La riforma del Regolamento europeo sul sistema delle indicazioni geografiche è un tema estremamente rilevante nella misura in cui tocca anche le procedure che riguardano il vino. Da rilevare comunque che la disciplina sulle procedure di riconoscimento e modifica dei disciplinari per i vini è stata già modificata nel 2019.
Riteniamo interessante la nuova proposta della Commissione, in particolare per ciò che concerne l’estensione della tutela ex officio delle IG sul web; auspicabile la proposta di integrare alcuni passaggi del Digital Acts Service per fornire una protezione più ampia delle IG. Da ultimo, valutiamo non necessario inserire nei disciplinari di produzione i requisiti relativi a certificazioni ambientali o di sostenibilità che, invece, devono essere oggetto di disciplina specifica.

Il futuro è nel biologico o nella ricerca e nell'innovazione tecnologica?
Sicuramente il biologico rappresenta per il futuro uno standard interessante per i vini italiani, a condizione che sia migliorato il monitoraggio e valutate oggettivamente le pratiche agronomiche e fitoiatriche, al fine di evitarne la banalizzazione.

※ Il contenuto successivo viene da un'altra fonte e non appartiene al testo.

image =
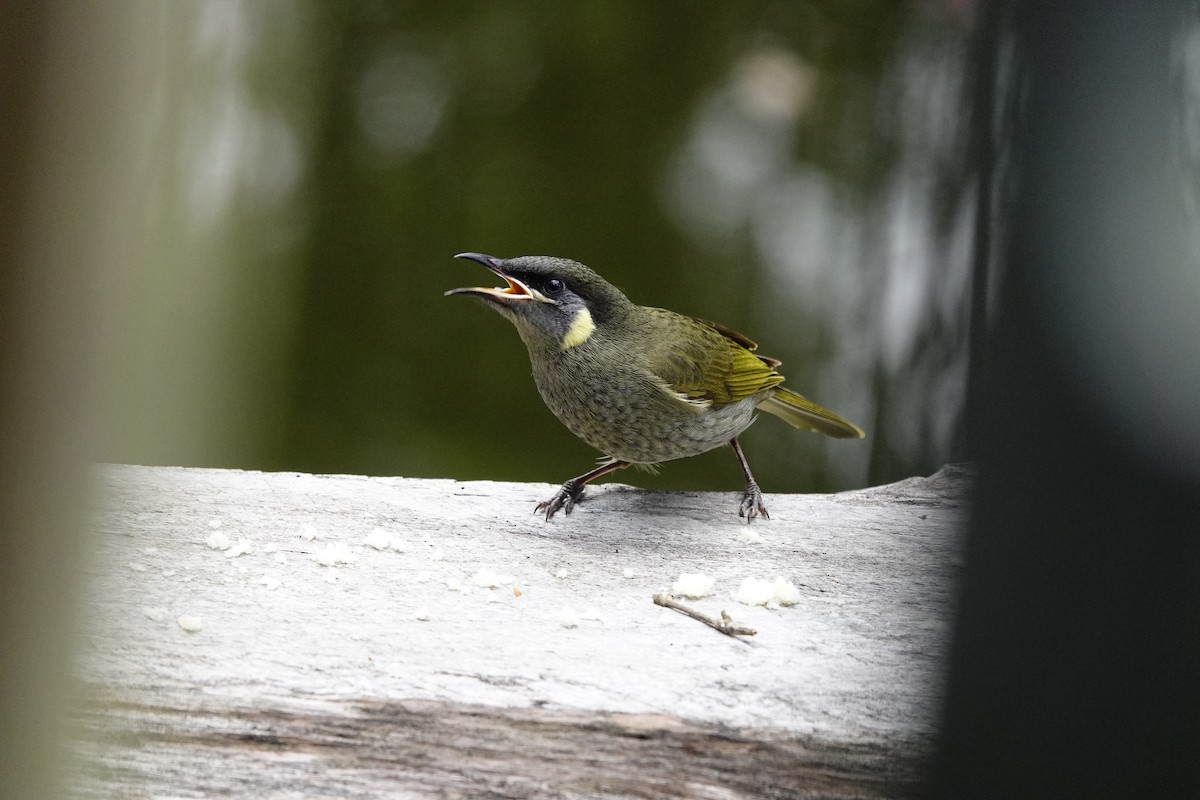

Per quanto riguarda la ricerca e innovazione tecnologica, il settore vitivinicolo, come tanti altri, ne ha assoluta necessità, sia in vigna – per esempio con nuove varietà resistenti, portainnesti che necessitano di minori quantità d’acqua, lotta alle malattie - sia in cantina, in particolare per aumentare l’efficienza energetica e la riduzione di prodotti ausiliari come l’anidride solforosa e altro.
Sul biologico c’è poi un problema di reale presenza sul mercato su cui lavorare. Il volume di vino bio prodotto nel 2020 è stato di 2,2 milioni di ettolitri, di cui ¼ proveniente dalla Sicilia, seguita da Toscana e Puglia (15% ciascuna) e Veneto (14%). Va segnalato che il volume espresso riflette solo in minima parte il potenziale del vigneto. Secondo i dati elaborati dall’Osservatorio del Vino di Unione Italiana Vini, il volume potenzialmente producibile è pari a 6,4 milioni di ettolitri: il biologico “reale”, quindi, corrisponde circa al 35% del potenziale esprimibile dal vigneto. Ma c’è di più: le vendite di biologico – cioè il vino consumato tra Italia ed estero – non superano i 400.000 ettolitri di prodotto, equivalenti al 17% di quanto certificato realmente (i 2,2 milioni di ettolitri di cui sopra). Il nostro Paese, tra mercato nazionale ed export, muove un volume di circa 40 milioni di ettolitri: ciò vuol dire che le vendite di bio incidono per una quota di circa l’1%. Si pone infine un tema di ordine scientifico dato dagli obiettivi Ue di decremento dell’utilizzo di rame a ettaro (4 kg/ettaro annui). Un livello questo insufficiente per garantire la produzione bio in molte aree del Paese, e per questo diventa fondamentale l’apporto della scienza al fine di sostituire i prodotti rameici con molecole di sintesi meno impattanti sull’ambiente.